Seit zehn Jahren gibt es im Hamburger Miniatur Wunderland im Januar an ausgewählten Tagen die Möglichkeit, das Museum zu besuchen, ohne Eintritt zu zahlen. Das Angebot richtet sich an Menschen, die sich den Besuch sonst nicht leisten können - ohne Nachweis. Dafür gibt es im Netz auch Kritik. Ein Gespräch mit Mitbegründer Frederik Braun.

Mehr als 100.000 Menschen haben durch die Aktion mit dem Titel "Kann ich mir nicht leisten" in den letzten Jahren freien Eintritt ins Miniatur Wunderland bekommen. Doch das Miniatur Wunderland erntet mit der Aktion nicht nur Lob. Immer wieder erreichen die beiden Gründer Hasskommentare im Netz, warum sie so "bescheuert" seien, den Menschen zu vertrauen. Ein Gespräch über Vertrauen in die Menschheit, Neid, das Gefühl abgehängt zu sein und Momente tiefster Dankbarkeit.

Herr Braun, warum gibt es bei Ihnen im Haus die Aktion mit dem freien Eintritt?
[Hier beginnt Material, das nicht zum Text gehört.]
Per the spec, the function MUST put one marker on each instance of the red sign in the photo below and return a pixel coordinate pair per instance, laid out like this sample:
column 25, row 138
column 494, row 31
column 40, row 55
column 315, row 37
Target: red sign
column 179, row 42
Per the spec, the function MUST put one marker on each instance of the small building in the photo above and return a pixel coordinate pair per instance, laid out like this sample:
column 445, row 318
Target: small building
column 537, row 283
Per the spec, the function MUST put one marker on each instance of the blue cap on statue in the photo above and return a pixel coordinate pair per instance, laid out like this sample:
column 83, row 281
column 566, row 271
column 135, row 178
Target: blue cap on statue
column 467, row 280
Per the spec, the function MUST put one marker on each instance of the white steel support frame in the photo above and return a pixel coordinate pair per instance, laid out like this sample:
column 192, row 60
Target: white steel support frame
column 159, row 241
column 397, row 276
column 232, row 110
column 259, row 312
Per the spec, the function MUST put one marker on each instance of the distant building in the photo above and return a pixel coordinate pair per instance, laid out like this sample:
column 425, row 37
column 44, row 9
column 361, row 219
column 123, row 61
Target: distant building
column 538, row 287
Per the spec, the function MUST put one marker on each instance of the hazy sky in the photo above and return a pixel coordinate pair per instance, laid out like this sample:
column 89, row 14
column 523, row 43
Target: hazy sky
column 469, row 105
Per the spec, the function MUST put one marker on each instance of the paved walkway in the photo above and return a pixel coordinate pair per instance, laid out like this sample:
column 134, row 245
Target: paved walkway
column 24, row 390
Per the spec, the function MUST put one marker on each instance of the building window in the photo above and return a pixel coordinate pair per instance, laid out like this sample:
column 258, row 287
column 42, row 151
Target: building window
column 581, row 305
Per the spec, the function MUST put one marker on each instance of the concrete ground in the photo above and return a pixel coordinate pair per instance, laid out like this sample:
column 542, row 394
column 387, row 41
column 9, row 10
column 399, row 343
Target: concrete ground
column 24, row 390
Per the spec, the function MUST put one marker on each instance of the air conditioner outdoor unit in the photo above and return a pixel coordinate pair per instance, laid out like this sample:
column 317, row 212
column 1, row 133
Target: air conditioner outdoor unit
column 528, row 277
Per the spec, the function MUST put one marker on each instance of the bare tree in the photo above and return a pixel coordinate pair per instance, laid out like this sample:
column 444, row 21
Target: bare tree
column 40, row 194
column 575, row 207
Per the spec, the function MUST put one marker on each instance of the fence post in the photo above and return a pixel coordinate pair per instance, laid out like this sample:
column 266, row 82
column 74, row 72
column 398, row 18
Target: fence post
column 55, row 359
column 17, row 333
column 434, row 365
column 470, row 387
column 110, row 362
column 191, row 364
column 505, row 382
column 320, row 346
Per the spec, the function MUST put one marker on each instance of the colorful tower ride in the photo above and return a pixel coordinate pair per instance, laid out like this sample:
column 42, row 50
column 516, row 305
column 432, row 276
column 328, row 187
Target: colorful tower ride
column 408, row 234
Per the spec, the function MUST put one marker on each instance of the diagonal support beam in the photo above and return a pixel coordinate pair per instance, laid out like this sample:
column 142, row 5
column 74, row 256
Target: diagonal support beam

Frederik Braun: Wir machen das schon seit zehn Jahren und ich sage immer gerne, das liegt an unserer Erziehung. Wir haben von unserer Mutter gelernt, nach links und rechts zu schauen, wie es der Welt geht - man kann das auch Empathie nennen. Wenn man genau hinschaut, sieht man, dass ganz viel im Argen ist und man immer irgendwo helfen kann. Wir sind durch den Erfolg des Wunderlandes und auch dadurch, dass wir etwas haben, was den Menschen Spaß bringt, in der prädestinierten Lage, dass wir helfen können - und das tun wir.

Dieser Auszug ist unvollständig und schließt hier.